Affrontando le questioni di diritto, la Suprema Corte ha dichiarato inammissibile il ricorso in quanto ritenuto affetto da vizi di forma. Inoltre, i vizi di motivazione ivi lamentati ed inerenti alla mancata sussistenza del c.d. fumus commissi delicti per l’applicazione della suddetta misura cautelare, vengono giudicati dalla Corte meramente reiterativi di doglianze già correttamente disattese dal Tribunale.
Nel prosieguo dell’analisi delle questioni di diritto, la Suprema Corte si concentra sulla nozione giuridica dell’amministratore di fatto, arricchendo la giurisprudenza già intervenuta in materia.

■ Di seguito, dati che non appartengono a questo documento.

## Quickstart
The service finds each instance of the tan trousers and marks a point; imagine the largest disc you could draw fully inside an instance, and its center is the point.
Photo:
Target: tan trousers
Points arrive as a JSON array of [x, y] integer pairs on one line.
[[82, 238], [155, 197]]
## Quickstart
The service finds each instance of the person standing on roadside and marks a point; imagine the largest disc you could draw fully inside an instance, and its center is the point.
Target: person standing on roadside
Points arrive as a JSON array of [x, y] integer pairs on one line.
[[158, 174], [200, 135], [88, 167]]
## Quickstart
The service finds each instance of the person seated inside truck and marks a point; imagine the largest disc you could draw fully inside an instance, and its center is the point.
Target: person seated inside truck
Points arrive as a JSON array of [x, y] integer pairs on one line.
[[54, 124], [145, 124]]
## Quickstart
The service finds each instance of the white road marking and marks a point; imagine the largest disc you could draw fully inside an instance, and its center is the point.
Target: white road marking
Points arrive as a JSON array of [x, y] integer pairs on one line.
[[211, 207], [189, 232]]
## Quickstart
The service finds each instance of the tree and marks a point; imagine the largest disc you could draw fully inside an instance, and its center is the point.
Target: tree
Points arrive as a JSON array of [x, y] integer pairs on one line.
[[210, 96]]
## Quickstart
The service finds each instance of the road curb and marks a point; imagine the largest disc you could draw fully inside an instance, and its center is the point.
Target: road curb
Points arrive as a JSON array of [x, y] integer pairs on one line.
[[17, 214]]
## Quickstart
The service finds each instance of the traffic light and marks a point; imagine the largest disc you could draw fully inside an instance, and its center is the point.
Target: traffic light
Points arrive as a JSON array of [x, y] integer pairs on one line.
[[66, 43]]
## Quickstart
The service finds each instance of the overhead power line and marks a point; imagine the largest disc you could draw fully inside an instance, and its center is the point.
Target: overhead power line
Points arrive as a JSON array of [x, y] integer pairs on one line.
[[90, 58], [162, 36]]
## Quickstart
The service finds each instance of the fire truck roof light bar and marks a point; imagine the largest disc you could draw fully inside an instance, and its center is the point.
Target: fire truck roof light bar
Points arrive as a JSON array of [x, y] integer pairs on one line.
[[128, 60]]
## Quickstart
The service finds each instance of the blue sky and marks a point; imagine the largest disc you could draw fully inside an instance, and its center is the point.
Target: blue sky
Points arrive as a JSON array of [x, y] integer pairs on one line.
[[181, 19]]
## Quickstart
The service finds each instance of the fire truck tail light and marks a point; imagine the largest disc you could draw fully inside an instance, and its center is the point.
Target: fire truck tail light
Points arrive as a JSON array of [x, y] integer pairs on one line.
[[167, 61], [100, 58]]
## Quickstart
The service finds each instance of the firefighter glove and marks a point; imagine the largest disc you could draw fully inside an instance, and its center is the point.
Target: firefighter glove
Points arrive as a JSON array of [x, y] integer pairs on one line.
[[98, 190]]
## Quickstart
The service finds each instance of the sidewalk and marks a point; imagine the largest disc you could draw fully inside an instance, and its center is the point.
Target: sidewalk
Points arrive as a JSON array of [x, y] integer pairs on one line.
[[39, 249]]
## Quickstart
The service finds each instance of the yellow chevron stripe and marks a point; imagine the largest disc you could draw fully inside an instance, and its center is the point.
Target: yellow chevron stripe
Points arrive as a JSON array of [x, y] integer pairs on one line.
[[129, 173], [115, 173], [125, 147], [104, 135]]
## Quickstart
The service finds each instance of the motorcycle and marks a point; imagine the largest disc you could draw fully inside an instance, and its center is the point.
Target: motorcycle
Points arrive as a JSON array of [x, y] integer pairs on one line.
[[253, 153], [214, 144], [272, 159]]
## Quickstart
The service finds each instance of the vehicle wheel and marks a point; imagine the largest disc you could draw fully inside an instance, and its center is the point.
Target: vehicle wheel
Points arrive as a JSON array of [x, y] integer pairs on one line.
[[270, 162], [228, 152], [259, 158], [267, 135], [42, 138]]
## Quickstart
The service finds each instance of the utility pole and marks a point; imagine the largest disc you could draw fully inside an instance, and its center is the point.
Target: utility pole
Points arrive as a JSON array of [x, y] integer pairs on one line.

In particolare, dopo aver confermato l’orientamento interpretativo adottato dal Tribunale e, dopo aver riconosciuto all’indagato la qualifica di amministratore di fatto, i Giudici di Legittimità hanno fornito la corretta definizione di tale figura, ripercorrendo e menzionando i contributi giurisprudenziali più rilevanti.
Partendo dalla nozione civilistica dell’amministratore di fatto come sancita dall’art. 2639 c.c., la Suprema Corte si è soffermata sui requisiti della “significatività” e “continuità”, imprescindibili ai fini dell’effettiva sussistenza di tale fattispecie.
Nel dettaglio, tali requisiti richiedono l’esercizio di un’apprezzabile attività gestoria svolta in modo non episodico o occasionale, da accertare in concreto verificando la sussistenza di elementi sintomatici dell’inserimento organico del soggetto con funzioni direttive.
Citando la legge fallimentare, la Suprema Corte ha ricordato come la giurisprudenza di legittimità sia tradizionalmente orientata ad individuare la figura dell’amministratore di fatto con riferimento alle disposizioni civilistiche. Tale orientamento comporta che l’accertamento venga effettuato mediante l’analisi delle concrete funzioni esercitate in qualsiasi momento dell’iter organizzativo della società, dando rilevanza prevalentemente agli atti concretamente posti in essere e non solo alle mere qualifiche formali.
Conformandosi alla giurisprudenza tributaria intervenuta sul tema, la Suprema Corte ha stabilito che, ai fini dell’attribuzione ad un soggetto della qualifica di amministratore di fatto, non occorre il concreto esercizio da parte del soggetto stesso di “tutti” i poteri tipici, ma è necessaria una significativa e continuativa attività gestoria, svolta cioè in modo non episodico e occasionale.
Gli Ermellini, dunque, sono giunti all’affermazione del principio di diritto secondo cui «ai fini dell’attribuzione ad un soggetto della qualifica di amministratore “di fatto” di una società, può essere valorizzato l’esercizio, in modo continuativo significativo, e non meramente episodico od occasionale, di tutti i poteri tipici inerenti alla qualifica o alla funzione, od anche soltanto di alcuni di essi; in tale ultimo caso, peraltro, spetterà ai giudici del merito valutare la pregnanza, ai fini dell’attribuzione della qualifica o della funzione, dei singoli poteri in concreto esercitati».